Наверное, его обмануло Лерино спокойствие. Ведь он не знал о черной пустоте у нее внутри, в которую постепенно проваливались все чувства — и волнение тоже…
— Что ж, — сказал он, — я не против. Тем более, это следствию может помочь.
Лера не замечала череду одинаковых комнат, мимо которых вел ее Медведев. Она и ту комнату, в которую они вошли наконец, совсем не разглядела — только женщину, сидящую на стуле. Ее она видела так ясно, как ничего и никого не видела за все эти дни — словно в последней вспышке сознания.
— А, мамаша! — сказала Роза. — Надо же, поинтересовалась дочкой!
— Прекратите, Юсупова, — сказал Медведев. — Вам стыдно должно быть, хотя бы перед матерью, а вы еще претензии к ней предъявляете!
— Извините, — повернулась Лера к Медведеву. — Извините, как вас зовут — Вадим Николаевич? Вадим Николаевич, мы можем поговорить с ней… вдвоем?
— Можете, можете, — кивнул Медведев. — Но я о вас же забочусь. Дамочка эта… Откуда в людях столько злости?
С этими словами он вышел из комнаты.
— Побеспокоилась наконец о дочке? — повторила Роза, когда дверь за ним закрылась. — Мне еще стыдно должно быть перед ней!
Лера смотрела на нее в упор, точно стараясь запомнить черты ее лица, ее голос и взгляд. Глаза у Розы горели, впалые щеки раскраснелись, она то и дело поправляла прядь рыжеватых волнистых волос, выбивающуюся из узла на затылке.
— Зачем тебе это было нужно? — спросила Лера, не отрывая глаз от Розы.
Услышав Лерин голос, та вдруг не то чтобы успокоилась, но стала говорить чуть тише, без прежнего надрыва, и даже присмотрелась к Лере.
— Зачем, зачем! — сказала она, сцепив руки и перебирая худыми пальцами. — Сначала низачем. Аслан сказал за ней присмотреть, пока он деньги получит, я и взялась. Он же мне вроде как муж был, хоть и не расписаны. А потом… Она такая у тебя — я таких не видела детей! Нежненькая вся такая, беленькая, как цветок… Сначала все плакала, к бабушке просилась, а через два дня привыкла ко мне — стишки мне рассказывает, песенки поет, такая умница… — Роза всхлипнула, приложила ладонь ко рту. — Господи, мне бы такую дочку! А тебе она зачем? — вдруг воскликнула она. — Зачем тебе вообще ребенок, ты мне скажи? Я же следила, мы с Асланом следили, чтобы ее взять… Ты домой приходишь поздно, не видишь ее, знать ее не знаешь! Тебе деньги нужны, или что там — карьера, мужчины, кабаки? Зачем она тебе?
Роза смотрела на Леру почти умоляюще, губы у нее дрожали.
— Что ты говоришь? — с трудом проговорила Лера. — Как это она мне не нужна?

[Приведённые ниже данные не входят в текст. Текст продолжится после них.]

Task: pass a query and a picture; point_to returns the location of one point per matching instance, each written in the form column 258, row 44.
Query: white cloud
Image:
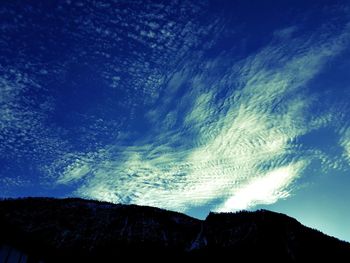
column 265, row 189
column 239, row 147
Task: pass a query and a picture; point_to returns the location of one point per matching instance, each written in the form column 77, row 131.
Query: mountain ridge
column 74, row 229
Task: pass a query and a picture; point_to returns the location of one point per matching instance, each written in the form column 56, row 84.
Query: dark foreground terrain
column 77, row 230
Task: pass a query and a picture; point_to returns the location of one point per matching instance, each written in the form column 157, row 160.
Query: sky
column 192, row 106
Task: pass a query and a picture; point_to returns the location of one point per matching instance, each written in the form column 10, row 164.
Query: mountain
column 78, row 230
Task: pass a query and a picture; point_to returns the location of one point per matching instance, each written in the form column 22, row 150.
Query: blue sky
column 193, row 107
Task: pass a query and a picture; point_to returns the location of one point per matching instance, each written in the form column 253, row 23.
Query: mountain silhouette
column 78, row 230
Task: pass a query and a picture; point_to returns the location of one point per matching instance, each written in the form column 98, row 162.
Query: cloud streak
column 233, row 151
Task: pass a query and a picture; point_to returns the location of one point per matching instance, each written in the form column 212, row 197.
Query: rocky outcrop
column 77, row 230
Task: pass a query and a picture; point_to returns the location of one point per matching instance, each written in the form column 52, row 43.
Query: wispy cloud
column 238, row 148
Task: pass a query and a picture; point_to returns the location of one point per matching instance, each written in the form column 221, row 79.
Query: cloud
column 266, row 189
column 238, row 148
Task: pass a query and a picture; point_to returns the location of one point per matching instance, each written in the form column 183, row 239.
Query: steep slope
column 77, row 230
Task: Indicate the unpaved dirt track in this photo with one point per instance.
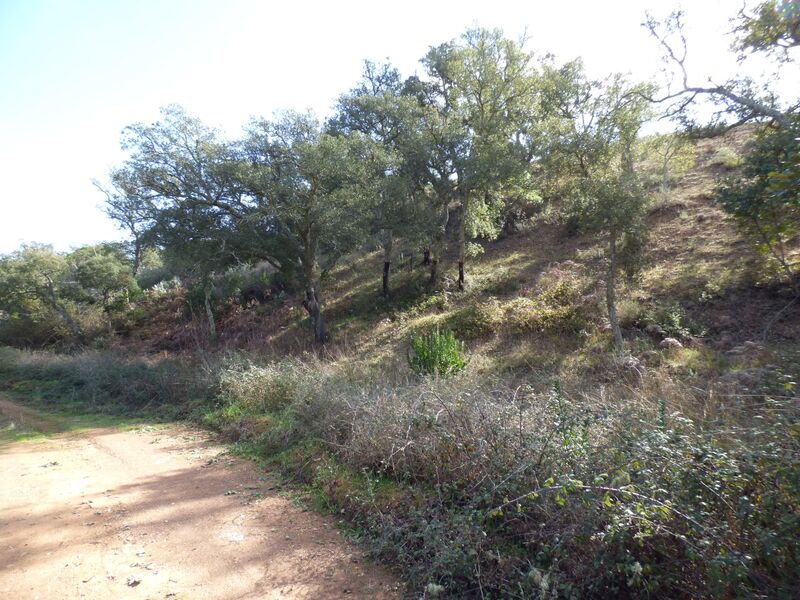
(162, 514)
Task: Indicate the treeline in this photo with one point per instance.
(485, 137)
(428, 163)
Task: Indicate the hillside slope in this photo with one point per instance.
(534, 306)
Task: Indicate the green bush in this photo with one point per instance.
(437, 353)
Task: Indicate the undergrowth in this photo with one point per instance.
(477, 488)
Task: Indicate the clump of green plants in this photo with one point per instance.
(726, 157)
(437, 353)
(672, 321)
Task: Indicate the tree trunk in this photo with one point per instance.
(438, 248)
(312, 306)
(387, 259)
(611, 302)
(212, 324)
(462, 240)
(137, 257)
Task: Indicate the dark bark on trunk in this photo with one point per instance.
(388, 246)
(462, 240)
(438, 248)
(212, 324)
(137, 257)
(434, 267)
(611, 302)
(312, 306)
(386, 266)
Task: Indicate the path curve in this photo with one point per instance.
(163, 513)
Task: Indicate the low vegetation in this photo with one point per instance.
(524, 350)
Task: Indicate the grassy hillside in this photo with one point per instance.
(549, 467)
(535, 306)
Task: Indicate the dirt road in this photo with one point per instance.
(162, 513)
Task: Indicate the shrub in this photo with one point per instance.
(437, 353)
(475, 320)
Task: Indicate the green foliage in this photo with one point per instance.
(764, 198)
(726, 157)
(437, 353)
(103, 382)
(774, 28)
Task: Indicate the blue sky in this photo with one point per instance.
(74, 73)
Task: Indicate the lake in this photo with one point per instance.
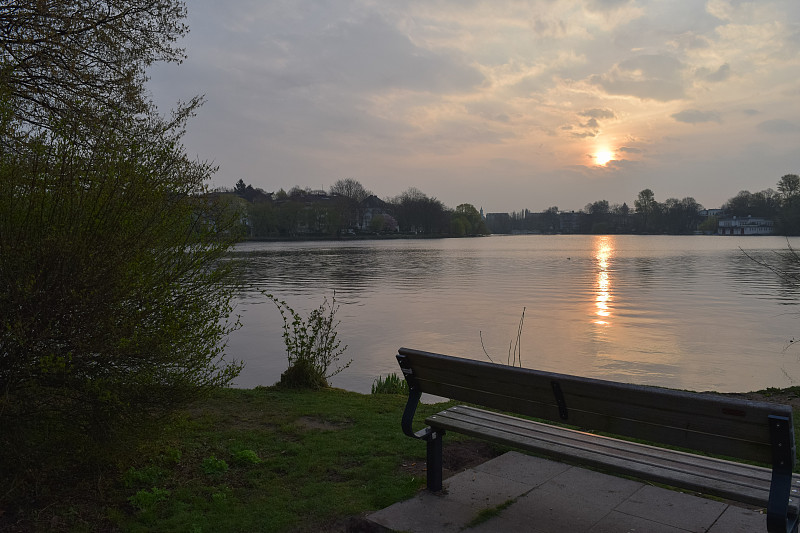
(689, 312)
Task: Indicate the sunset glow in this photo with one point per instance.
(602, 157)
(503, 105)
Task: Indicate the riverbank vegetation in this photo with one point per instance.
(114, 298)
(347, 210)
(266, 459)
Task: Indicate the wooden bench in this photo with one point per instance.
(735, 428)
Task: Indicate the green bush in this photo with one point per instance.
(312, 346)
(146, 500)
(391, 384)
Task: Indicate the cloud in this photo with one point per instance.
(605, 5)
(721, 74)
(371, 54)
(648, 77)
(778, 125)
(598, 113)
(695, 116)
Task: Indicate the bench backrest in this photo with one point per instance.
(711, 423)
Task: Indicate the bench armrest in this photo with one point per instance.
(780, 492)
(414, 394)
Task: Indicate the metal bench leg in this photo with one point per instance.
(434, 458)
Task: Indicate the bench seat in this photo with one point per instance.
(704, 426)
(717, 477)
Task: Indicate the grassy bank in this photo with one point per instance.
(249, 460)
(261, 460)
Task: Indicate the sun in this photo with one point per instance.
(601, 157)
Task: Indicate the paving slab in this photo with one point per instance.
(518, 492)
(673, 508)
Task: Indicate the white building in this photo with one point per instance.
(745, 226)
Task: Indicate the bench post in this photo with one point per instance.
(434, 461)
(432, 437)
(783, 459)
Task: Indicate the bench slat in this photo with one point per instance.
(708, 475)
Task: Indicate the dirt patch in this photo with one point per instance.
(310, 422)
(787, 397)
(457, 456)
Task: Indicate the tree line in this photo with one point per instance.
(673, 216)
(347, 208)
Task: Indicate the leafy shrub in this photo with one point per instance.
(312, 346)
(246, 457)
(147, 475)
(391, 384)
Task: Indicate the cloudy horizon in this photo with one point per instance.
(504, 105)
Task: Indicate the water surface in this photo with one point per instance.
(689, 312)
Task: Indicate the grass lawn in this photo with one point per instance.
(251, 460)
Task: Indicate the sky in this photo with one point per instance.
(506, 105)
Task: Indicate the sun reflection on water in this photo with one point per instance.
(604, 249)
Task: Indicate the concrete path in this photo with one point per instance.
(517, 492)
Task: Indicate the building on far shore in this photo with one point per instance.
(745, 226)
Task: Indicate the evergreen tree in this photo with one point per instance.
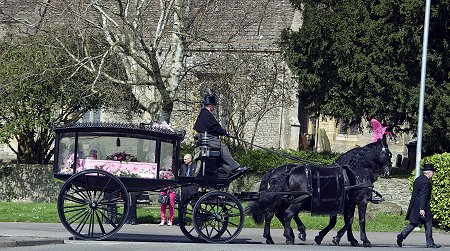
(362, 59)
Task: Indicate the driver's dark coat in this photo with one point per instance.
(420, 199)
(206, 122)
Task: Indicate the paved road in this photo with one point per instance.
(150, 236)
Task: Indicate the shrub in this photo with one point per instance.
(440, 202)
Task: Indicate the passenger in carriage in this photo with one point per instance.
(206, 122)
(92, 154)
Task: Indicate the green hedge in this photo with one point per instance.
(440, 201)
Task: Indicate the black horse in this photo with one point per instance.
(360, 165)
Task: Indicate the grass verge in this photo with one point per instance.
(47, 212)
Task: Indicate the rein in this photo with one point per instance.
(276, 152)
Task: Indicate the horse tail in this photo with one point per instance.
(269, 200)
(264, 185)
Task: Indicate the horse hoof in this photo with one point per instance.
(318, 240)
(354, 244)
(367, 244)
(336, 241)
(302, 237)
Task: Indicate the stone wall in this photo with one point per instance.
(28, 182)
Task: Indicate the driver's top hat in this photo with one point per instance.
(209, 100)
(428, 167)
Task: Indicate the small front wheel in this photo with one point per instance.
(218, 217)
(93, 204)
(185, 218)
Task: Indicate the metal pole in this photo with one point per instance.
(422, 86)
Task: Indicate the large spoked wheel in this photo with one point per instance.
(185, 218)
(218, 217)
(93, 204)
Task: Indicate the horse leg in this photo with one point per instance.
(280, 215)
(288, 215)
(318, 239)
(349, 214)
(362, 207)
(267, 219)
(301, 228)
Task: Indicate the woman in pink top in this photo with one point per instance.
(172, 194)
(378, 130)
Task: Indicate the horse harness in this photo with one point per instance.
(319, 179)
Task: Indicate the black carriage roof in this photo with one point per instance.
(142, 129)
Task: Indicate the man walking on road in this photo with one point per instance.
(419, 207)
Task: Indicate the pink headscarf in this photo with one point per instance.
(378, 130)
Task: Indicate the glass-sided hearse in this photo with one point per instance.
(102, 162)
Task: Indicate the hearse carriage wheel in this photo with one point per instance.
(93, 204)
(218, 217)
(185, 219)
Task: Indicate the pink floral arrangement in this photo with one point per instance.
(168, 175)
(122, 156)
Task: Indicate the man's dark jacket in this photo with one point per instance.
(206, 122)
(420, 200)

— Да так! Ты себе, если потом захочешь, другую родишь. Хоть от этого своего, который деньги тебе дал… А мне не родить, у меня матка вырезанная. Первый муж в семнадцать лет ногой ударил, потом опухоль, пришлось удалять… Отдай ее мне, а? — лихорадочно произнесла Роза. — Я медсестра, я бы хорошо за ней ухаживала…
— Перестань! Неужели ты в самом деле думаешь, что я без нее обойдусь? — Лера смотрела на нее расширенными, остановившимися глазами.
— А то нет! Да одно только, что ты с мужчиной спишь, который Аслана надоумил… Разве настоящая мать променяет ребенка на мужчину?
— Что ты говоришь? — с ужасом спросила Лера. — Какой еще мужчина?
— Да этот же твой, богатый, к которому ты за деньгами должна была приехать! Он так и сказал Аслану: опасности никакой нету, она ко мне сразу приедет, я ей денег дам — и все! Вы свое получите за работу… Мы так и думали. А потом он звонит: нет, не едет, просите больше. А Аслан мне говорит: а на кой нам вообще долю какую-то получать? Она нам деньги все привезет, а там видно будет. Ну, я и испугалась: вдруг он что-нибудь сделает с ребенком, чтоб следы скрыть? Он на все способный, ему человека убить — что чихнуть, тем более у них война, он русских вообще ненавидит, хоть детей, хоть кого… Я хотела к матери с ней уехать, в деревню, никто бы не нашел, да не успела…
Ясно, как в замедленном кино, Лера вспомнила, как Стас достал из шкафа пачки долларов и сказал: «Сто, можешь не пересчитывать». Приготовил, значит… Потому и не сопротивлялся, когда она чуть не в лицо ему плевала, потому и не пытался удержать…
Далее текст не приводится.